Vote.org is one of the top voter registration and turnout organizations in the country. CLC’s website, RestoreYourVote.org, provides well-researched, state-specific information and resources to guide people with past felony convictions and help them take the steps needed to restore their rights.

“Our democracy works best when all eligible citizens can vote without barriers, and those who have paid their debt to society deserve a second chance,” said Danielle Lang, co-director of voting rights and redistricting at CLC. “While many states have some restriction on voting rights for people with felony convictions, most states restore the right to vote to citizens after they complete their sentences. In fact, up to 18 million Americans with past felony convictions could vote today, they just may not realize it because felony disenfranchisement laws in every state can be confusing. In order to have an active electorate, you must have an informed electorate that knows its rights. Our partnership with Vote.org guarantees we will reach more eligible voters with this information in time for the 2020 presidential primary registration deadlines.”

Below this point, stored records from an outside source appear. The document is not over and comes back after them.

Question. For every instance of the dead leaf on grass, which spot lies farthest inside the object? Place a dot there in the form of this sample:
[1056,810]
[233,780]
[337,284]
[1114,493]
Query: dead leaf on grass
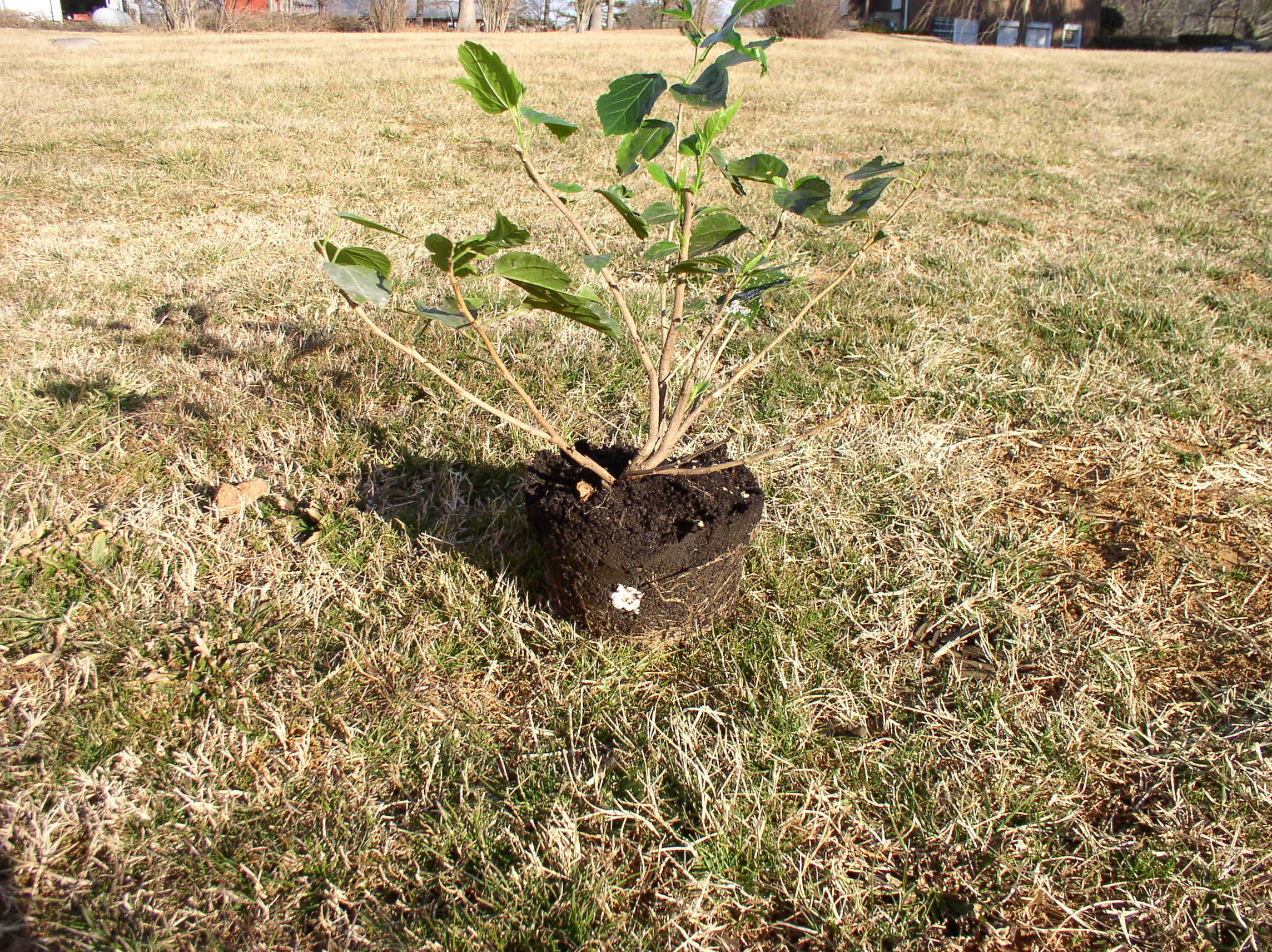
[232,498]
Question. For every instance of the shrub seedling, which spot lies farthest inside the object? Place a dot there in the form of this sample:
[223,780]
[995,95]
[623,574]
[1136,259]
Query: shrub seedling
[712,269]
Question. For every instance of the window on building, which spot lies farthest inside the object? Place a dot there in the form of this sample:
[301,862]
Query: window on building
[1039,34]
[966,31]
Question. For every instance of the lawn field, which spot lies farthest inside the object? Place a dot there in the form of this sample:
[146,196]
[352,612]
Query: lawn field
[1003,670]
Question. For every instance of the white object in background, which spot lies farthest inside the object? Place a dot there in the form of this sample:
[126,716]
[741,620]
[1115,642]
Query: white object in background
[40,9]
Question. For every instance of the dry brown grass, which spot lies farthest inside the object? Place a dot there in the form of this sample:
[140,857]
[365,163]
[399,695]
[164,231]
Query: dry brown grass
[1001,679]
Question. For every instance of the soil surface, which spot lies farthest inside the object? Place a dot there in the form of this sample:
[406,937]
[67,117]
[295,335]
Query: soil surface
[677,540]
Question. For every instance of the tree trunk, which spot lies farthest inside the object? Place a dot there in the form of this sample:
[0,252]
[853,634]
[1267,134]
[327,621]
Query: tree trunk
[467,22]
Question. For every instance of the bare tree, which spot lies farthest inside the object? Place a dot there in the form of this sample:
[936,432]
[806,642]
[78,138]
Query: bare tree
[180,14]
[500,14]
[467,22]
[388,16]
[812,19]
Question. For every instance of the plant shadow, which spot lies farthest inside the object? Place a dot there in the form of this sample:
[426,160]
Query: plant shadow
[470,507]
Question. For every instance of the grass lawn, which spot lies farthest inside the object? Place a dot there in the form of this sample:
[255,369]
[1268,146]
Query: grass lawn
[1001,672]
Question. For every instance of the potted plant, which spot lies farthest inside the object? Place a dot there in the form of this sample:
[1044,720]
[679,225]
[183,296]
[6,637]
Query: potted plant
[647,536]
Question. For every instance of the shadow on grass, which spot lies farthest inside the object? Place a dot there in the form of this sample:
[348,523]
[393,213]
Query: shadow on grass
[462,504]
[14,923]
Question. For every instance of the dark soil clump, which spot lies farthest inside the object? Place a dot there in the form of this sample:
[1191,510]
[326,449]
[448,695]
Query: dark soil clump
[658,556]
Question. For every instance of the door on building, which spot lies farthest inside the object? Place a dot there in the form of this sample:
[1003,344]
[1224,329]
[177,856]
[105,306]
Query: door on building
[1039,34]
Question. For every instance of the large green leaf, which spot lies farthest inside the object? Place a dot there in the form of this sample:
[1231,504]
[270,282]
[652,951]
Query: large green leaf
[367,257]
[368,223]
[716,231]
[583,307]
[876,167]
[647,143]
[560,128]
[760,167]
[531,271]
[629,101]
[493,86]
[364,285]
[862,201]
[659,213]
[808,195]
[638,224]
[710,91]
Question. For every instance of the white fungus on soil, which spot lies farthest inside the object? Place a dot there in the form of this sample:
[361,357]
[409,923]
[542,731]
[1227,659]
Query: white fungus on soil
[626,598]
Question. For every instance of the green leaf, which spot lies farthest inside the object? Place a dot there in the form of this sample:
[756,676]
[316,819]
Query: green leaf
[660,250]
[638,224]
[443,250]
[718,122]
[493,86]
[582,307]
[723,165]
[503,235]
[367,257]
[531,271]
[743,7]
[760,167]
[560,128]
[691,146]
[364,285]
[809,194]
[704,265]
[710,91]
[101,552]
[662,176]
[629,101]
[451,315]
[716,231]
[647,143]
[368,223]
[659,213]
[748,52]
[876,167]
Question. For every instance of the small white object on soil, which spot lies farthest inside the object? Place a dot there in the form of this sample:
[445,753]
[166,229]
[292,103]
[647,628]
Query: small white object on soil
[626,598]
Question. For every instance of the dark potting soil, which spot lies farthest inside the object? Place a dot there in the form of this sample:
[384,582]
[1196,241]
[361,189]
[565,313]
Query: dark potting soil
[677,540]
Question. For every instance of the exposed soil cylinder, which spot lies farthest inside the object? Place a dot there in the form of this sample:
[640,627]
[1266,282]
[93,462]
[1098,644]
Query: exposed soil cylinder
[653,557]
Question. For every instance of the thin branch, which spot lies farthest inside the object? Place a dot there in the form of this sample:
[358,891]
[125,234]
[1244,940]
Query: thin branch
[655,406]
[436,372]
[744,371]
[747,460]
[554,435]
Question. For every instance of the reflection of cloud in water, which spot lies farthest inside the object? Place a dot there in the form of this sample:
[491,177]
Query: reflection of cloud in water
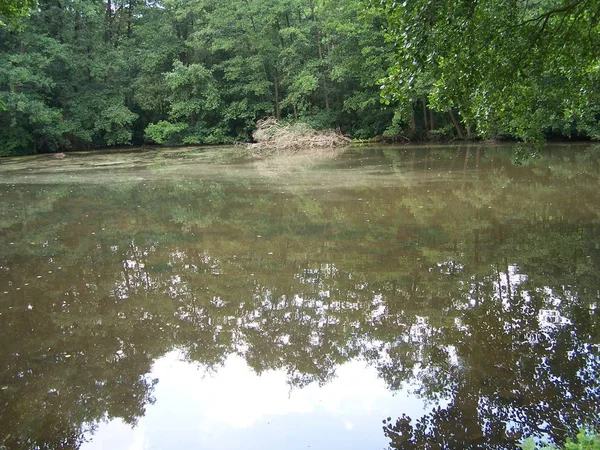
[236,408]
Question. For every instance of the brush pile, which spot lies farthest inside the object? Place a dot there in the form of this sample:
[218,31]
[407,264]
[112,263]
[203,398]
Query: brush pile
[270,135]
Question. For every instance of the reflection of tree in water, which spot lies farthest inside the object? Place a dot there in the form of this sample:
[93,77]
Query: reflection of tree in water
[424,292]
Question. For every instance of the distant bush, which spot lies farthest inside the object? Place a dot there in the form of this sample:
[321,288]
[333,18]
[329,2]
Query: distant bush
[585,440]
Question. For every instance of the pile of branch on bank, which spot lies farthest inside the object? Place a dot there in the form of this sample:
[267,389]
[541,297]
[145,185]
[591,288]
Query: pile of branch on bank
[272,135]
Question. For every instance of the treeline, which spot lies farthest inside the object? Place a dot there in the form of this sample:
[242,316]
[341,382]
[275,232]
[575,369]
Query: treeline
[83,73]
[80,74]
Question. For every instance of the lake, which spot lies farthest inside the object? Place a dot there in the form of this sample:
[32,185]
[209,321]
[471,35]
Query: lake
[368,298]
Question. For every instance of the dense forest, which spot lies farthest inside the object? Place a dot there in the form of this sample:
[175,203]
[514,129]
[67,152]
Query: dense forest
[80,74]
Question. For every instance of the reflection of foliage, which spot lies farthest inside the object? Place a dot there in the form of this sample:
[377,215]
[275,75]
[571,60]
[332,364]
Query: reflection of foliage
[477,284]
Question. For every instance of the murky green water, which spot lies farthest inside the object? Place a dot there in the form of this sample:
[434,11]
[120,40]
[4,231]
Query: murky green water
[197,299]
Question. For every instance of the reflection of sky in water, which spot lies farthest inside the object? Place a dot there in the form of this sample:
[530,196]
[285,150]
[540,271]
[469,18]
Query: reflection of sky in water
[236,408]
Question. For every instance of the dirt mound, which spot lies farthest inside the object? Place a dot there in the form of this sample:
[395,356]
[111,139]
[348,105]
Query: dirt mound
[273,135]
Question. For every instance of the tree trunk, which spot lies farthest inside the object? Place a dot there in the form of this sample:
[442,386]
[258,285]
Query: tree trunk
[431,122]
[456,125]
[276,83]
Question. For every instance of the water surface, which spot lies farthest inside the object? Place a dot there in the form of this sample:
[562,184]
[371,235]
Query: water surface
[367,298]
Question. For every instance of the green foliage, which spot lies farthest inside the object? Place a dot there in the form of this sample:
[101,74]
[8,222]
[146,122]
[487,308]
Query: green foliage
[165,132]
[586,440]
[526,69]
[12,10]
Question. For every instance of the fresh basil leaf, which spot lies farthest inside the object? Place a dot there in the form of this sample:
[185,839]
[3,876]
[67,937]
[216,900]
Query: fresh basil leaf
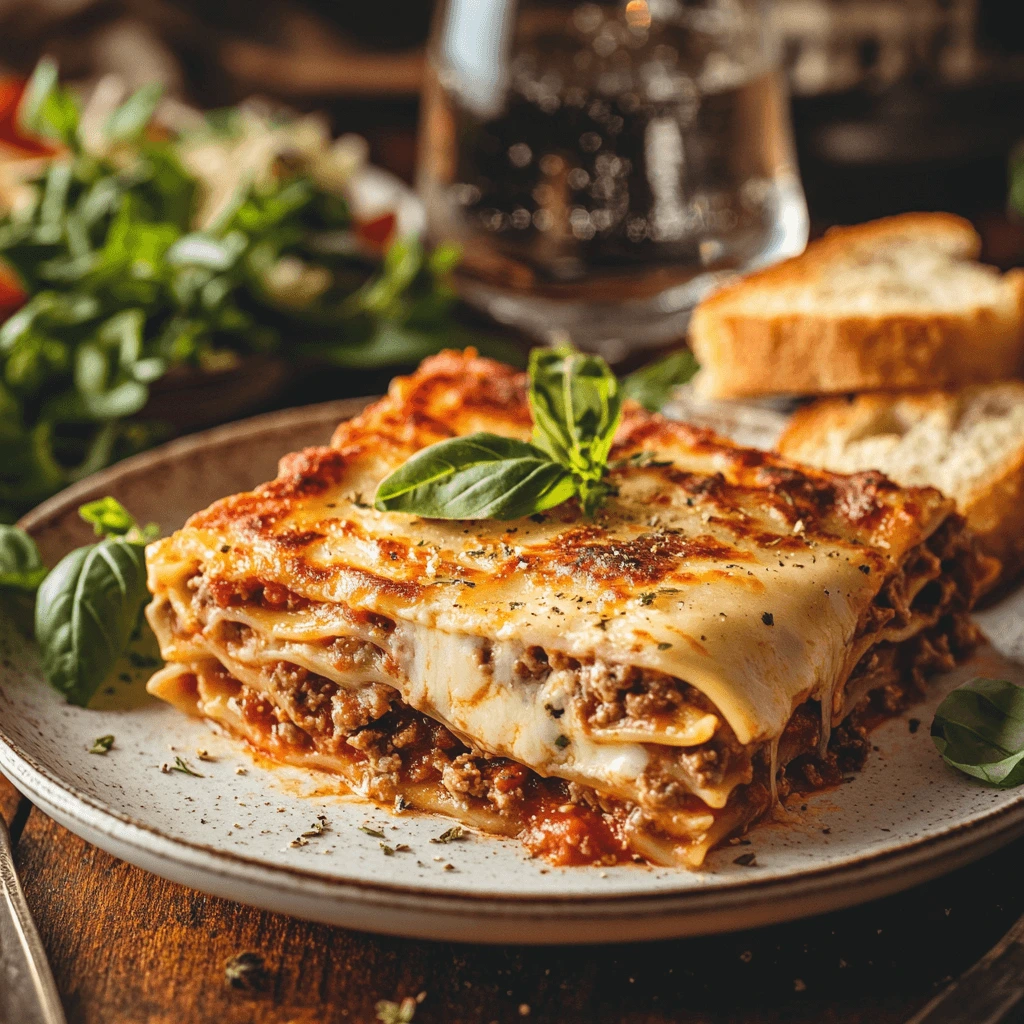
[130,120]
[43,81]
[979,730]
[577,406]
[46,108]
[481,476]
[20,565]
[108,516]
[86,610]
[652,385]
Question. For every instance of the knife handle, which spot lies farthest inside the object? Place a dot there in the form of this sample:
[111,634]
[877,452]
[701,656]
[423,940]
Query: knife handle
[986,993]
[28,993]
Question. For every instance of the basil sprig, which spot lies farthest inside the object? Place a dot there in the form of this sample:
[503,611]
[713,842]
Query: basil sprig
[20,565]
[979,730]
[576,401]
[87,607]
[482,476]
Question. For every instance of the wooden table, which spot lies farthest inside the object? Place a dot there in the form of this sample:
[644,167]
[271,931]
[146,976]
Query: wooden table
[128,947]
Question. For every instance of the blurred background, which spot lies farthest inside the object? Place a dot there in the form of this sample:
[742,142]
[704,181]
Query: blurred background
[897,104]
[585,170]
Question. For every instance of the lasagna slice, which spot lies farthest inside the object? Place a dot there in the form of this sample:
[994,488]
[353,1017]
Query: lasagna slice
[642,684]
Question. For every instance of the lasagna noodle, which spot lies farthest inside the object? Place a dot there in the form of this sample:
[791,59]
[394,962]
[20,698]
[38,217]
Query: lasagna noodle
[652,657]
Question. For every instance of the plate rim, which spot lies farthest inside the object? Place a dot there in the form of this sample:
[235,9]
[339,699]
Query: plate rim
[700,910]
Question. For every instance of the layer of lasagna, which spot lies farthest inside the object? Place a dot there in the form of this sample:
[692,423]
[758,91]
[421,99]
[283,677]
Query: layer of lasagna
[642,684]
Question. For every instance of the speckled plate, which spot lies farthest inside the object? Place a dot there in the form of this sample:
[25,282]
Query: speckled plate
[905,818]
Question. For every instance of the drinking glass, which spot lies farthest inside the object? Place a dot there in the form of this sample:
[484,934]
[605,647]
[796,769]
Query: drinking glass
[602,165]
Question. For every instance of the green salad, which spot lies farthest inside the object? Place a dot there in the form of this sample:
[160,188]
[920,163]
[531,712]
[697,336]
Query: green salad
[142,248]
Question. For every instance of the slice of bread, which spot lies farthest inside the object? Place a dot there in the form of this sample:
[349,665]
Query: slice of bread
[898,303]
[969,443]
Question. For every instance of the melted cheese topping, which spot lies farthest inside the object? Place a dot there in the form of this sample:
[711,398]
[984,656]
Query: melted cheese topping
[731,569]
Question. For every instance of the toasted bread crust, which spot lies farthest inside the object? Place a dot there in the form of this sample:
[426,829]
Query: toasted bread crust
[993,507]
[745,354]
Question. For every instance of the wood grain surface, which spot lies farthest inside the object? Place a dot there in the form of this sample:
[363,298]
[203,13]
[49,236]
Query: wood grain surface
[130,948]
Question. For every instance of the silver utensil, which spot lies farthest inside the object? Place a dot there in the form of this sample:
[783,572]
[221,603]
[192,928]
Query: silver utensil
[28,994]
[986,993]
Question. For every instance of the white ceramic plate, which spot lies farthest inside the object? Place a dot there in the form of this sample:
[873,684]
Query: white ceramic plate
[905,818]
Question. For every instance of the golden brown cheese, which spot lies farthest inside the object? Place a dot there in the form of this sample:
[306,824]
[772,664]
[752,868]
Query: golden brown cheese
[729,568]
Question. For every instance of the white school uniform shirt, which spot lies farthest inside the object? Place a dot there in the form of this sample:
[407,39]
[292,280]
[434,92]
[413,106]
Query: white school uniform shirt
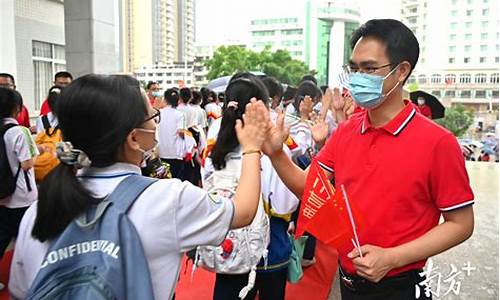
[52,121]
[189,114]
[171,217]
[170,144]
[20,146]
[200,116]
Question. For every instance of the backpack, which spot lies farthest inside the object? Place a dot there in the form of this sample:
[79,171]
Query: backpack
[47,161]
[8,180]
[99,255]
[243,248]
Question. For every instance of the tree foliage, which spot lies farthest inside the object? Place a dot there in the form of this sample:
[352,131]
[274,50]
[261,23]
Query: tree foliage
[228,60]
[457,120]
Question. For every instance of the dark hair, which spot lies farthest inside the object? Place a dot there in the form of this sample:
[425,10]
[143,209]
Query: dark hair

When people with past felony convictions visit Vote.org, they will now be directed to CLC’s RestoreYourVote.org to understand if they can vote. And when eligible voters visit RestoreYourVote.org, they’ll be prompted to use Vote.org’s best-in-class tools to register to vote and those who do register will be sent Vote.org’s proven election reminders and get-out-the-vote outreach.

“We’re thrilled to partner with Campaign Legal Center’s Restore Your Vote project to reach this important and often neglected segment of our electorate,” said Sarah Jackel, general counsel at Vote.org. “We know that in order to have a more representative electorate, we have to ensure that all eligible citizens – particularly those who have been historically disenfranchised and remain underrepresented in our electorate – can register and vote without informational barriers. By leveraging what we both do best, we’re confident that together Vote.org and CLC can increase voter turnout among those with felony convictions in 2020 and beyond.”